Truncate the table and write all the non duplicates in again? Depends on what percentage of the table are duplicates
The fastest is almost certainly to use regular SQL in a SQLExecutor. Here's an example using in SQL Server:
WITH cte AS (
SELECT
contact_id,
first_name,
last_name,
email,
ROW_NUMBER() OVER (
PARTITION BY
first_name,
last_name,
email
ORDER BY
first_name,
last_name,
email
) row_num
FROM
sales.contacts
)
DELETE FROM cte
WHERE row_num > 1;
Assumes you have a table "sales.contacts" and you want to remove all duplicates of the combination of first_name + last_name + email. It only needs to be executed once. If you have the right indexes this should be very fast.
hi @david_r I am facing the same issue of duplicate records in the database table. Some records are being inserted multiple times in the database. I want to keep only one record and remove the duplicates, preserving the original or unique record in the table. I haven't used SQL Executor before and was wondering if the SQL query mentioned above would work for my situation as well.Thanks!
Hi @fme_can_do_it , that should work for Microsoft SQL Server.
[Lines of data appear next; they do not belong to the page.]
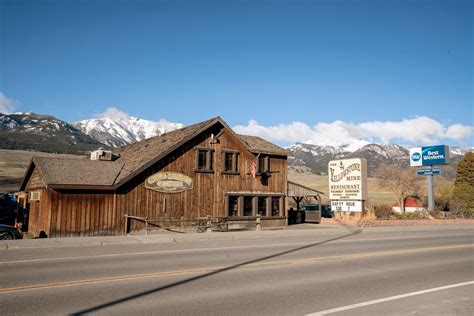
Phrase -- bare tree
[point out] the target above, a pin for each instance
(403, 182)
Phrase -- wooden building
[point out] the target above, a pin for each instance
(200, 170)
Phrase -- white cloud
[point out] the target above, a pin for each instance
(422, 130)
(459, 132)
(113, 113)
(416, 131)
(7, 106)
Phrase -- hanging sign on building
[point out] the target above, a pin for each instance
(429, 156)
(348, 179)
(169, 182)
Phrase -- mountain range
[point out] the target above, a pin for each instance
(123, 130)
(30, 131)
(46, 133)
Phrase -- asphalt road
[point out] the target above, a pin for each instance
(396, 271)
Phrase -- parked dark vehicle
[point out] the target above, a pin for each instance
(310, 214)
(8, 232)
(8, 208)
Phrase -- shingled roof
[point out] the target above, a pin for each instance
(153, 149)
(259, 145)
(77, 171)
(133, 159)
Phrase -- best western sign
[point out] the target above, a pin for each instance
(429, 156)
(348, 179)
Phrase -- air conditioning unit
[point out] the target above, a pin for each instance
(34, 196)
(101, 154)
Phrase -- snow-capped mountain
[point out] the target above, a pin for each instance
(32, 131)
(123, 130)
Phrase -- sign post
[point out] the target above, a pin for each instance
(429, 156)
(348, 185)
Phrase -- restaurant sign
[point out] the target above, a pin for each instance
(348, 179)
(169, 182)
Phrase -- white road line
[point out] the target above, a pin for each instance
(153, 252)
(387, 299)
(205, 249)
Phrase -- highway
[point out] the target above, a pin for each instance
(317, 271)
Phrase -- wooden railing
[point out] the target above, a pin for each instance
(200, 224)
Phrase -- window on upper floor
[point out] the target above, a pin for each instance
(263, 165)
(229, 162)
(204, 159)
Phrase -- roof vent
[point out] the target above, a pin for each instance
(101, 154)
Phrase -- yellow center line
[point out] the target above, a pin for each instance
(217, 268)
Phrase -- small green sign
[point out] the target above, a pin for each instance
(169, 182)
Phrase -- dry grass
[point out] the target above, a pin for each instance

If you’re using anything else it might need to be adapted to that particular SQL flavor.
You can check the syntax by using this non-destructive query (i.e. nothing gets deleted, only selected):
WITH cte AS (
SELECT
contact_id, -- modify as needed
first_name, -- modify as needed
last_name, -- modify as needed
email, -- modify as needed
ROW_NUMBER() OVER (
PARTITION BY
first_name, -- modify as needed
last_name, -- modify as needed
email -- modify as needed
ORDER BY
first_name, -- modify as needed
last_name, -- modify as needed
email -- modify as needed
) row_num
FROM
sales.contacts -- modify as needed
)
SELECT * FROM cte
WHERE row_num > 1;
Of course you’ll have to modify/add/remove the columns and also modify your table name, I’ve flagged those with the comment “--modify as needed”
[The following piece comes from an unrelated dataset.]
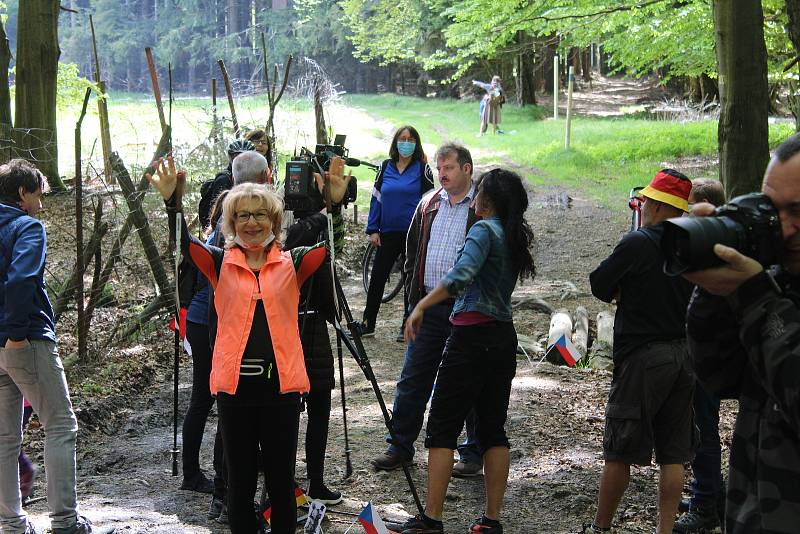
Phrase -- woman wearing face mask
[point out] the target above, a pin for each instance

If you’re happy with the selection of records, you can delete the returned records by simply modifying the second to last line into DELETE FROM cte
as in the example above. If you’re unsure, I recommend making a backup of the table first.
Of course, you could also do the same thing very easily with only FME and no SQL, e.g.
Reader → DuplicateFilter (Port: Duplicate) → DatabaseDeleter
@david_r i used Duplicate filter in my workflow and routed all duplicate features to the writer. In the configuration of this writer, I specified the delete operation based on the objectID column, which serves as a unique identifier. It worked! thank you!